17. Make a warm compress of chamomile tea bags and rest it over your eyes for ten minutes.
18. RITUAL: Learn about the Hungarian locsolkodas, the Easter Monday sprinkling of he womenfolk, and do a tiny version with flower water.
19. Go through your linen cupboard and refold everything, pulling out each piece and shaking before making it neat again: a domestic act with an inexplicably calming effect.
20. Put a small dish of salt near your front door on Good Friday, a purifying household blessing from old German custom.
21. READ: "Won't you celebrate with me" by Lucille Clifton - a woman taking stock of what she has survived and deciding that survival is worth celebrating.

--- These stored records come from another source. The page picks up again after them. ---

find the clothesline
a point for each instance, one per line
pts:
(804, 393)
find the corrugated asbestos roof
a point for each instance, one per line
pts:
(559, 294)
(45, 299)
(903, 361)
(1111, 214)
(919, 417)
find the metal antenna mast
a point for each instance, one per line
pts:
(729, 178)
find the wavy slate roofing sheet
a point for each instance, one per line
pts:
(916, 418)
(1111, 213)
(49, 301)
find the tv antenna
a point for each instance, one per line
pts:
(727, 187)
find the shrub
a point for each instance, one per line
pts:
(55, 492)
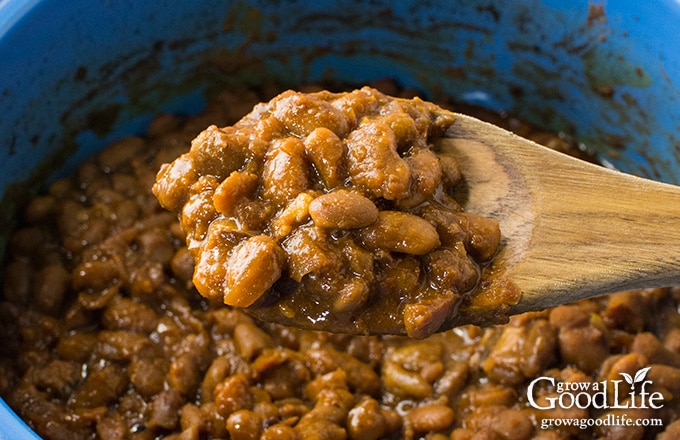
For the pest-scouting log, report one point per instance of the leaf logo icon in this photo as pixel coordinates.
(639, 376)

Perfect for Easter Sunday.
22. Write a recipe card for a dish you make from memory and decorate the edges with ribbons and Easter eggs.
23. Stir rose harissa into a yoghurt sauce and serve it with whatever roasted vegetable you have. Fragrant bliss.
24. Open a bottle of orange wine and drink a glass before anyone else is awake. Consider it the all grown-up woman’s equivalent of having an Easter egg for breakfast. I won’t tell if you won’t.
25. LISTEN: to Hildegard von Bingen, “A Feather on the Breath of God”, preferably the Gothic Voices recording. Twelfth-century sacred music by a woman who was also a herbalist, a visionary, and an abbess. Perfect for Good Friday.